Paper chases were much in vogue in days gone by, though restriction was wisely placed on the course not being laid through the river, one poor boy in my time having died through a chill caused by swimming through the river after running. Our bathing place was at Bingley close by the present Swimming Baths, which of course were not then existing. One boy taught another to swim and proud indeed was the small pupil when he first accomplished a safe journey through the perils of Bingley Hole.
As to mischief, there was some even in my time, for what boy has there ever been who did not delight in it? And what would the boy be worth if he did not do so? But perhaps I had better say little on this point lest some aspirant for fame should try to surpass his forefathers.
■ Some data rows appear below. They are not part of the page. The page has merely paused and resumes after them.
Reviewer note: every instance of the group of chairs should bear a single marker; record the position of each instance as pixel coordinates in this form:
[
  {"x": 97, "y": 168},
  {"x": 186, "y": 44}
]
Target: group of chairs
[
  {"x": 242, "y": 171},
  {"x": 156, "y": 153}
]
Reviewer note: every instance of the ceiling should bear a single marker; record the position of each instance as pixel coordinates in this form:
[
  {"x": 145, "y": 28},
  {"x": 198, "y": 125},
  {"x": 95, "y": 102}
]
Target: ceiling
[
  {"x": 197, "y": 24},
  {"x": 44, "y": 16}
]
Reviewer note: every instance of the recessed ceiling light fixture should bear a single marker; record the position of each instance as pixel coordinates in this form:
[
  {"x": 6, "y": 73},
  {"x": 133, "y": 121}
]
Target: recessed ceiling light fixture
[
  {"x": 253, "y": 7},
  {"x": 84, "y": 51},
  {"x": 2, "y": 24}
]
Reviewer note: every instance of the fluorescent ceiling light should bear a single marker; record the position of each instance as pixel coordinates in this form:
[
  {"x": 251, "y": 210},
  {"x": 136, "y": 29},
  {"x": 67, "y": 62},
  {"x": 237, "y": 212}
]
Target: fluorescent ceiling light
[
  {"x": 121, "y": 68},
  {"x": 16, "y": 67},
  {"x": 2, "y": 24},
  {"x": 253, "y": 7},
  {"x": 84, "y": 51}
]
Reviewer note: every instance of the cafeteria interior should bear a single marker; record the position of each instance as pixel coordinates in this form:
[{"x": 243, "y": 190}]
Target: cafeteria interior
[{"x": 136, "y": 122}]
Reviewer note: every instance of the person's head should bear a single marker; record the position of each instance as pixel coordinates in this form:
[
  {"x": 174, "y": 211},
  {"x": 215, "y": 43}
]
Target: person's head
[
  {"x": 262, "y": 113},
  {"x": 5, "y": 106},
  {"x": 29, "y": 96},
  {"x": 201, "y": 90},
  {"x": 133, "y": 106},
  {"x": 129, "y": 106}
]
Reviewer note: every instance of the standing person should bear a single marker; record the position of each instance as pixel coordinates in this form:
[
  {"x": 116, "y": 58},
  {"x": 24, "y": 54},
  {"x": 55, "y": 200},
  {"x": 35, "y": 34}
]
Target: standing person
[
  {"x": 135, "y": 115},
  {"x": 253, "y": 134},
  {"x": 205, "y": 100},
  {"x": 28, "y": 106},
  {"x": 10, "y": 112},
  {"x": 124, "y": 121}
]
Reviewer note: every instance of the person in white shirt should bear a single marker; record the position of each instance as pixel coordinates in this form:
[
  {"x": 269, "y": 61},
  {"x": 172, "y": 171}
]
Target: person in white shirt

Garments nowadays would hardly be improved by having them torn by a seat neatly and secretly prepared for its owner’s reception, with a coating of cobbler’s wax, nor does the countenance or shirt front, even though it be that of a foreigner, look much the better for having had the contents of a bottle of ink over them, the said ink having been quietly deposited in the owner’s hat just before he replaced it on his head, but alas, such have happened even in the King’s School, but tempora mutantur, such things are things of the past, and a good thing too, but I felt bound to hint at mischief to make my account of school life complete.
Well, the school is very different in these days, everything has a new face, but yet the school of our time had charms for our old fashioned selves, which the new ones can never have, but then what is new to us, will in a few years, be old to many who read this, and what changes will you see then. Electricity is only now in its infancy, perhaps then there will be no King’s School required, only a grand central office whence boys at home fondly cherished with maternal care will be instructed through a telephone, a telegraph, or a tele something or other, and that generation will look upon you, my readers, as being just as slow old fogies, as I daresay you consider AN OLD KING’S SCHOLAR
These reminiscences were published in The Cantuarian, in April and July 1886.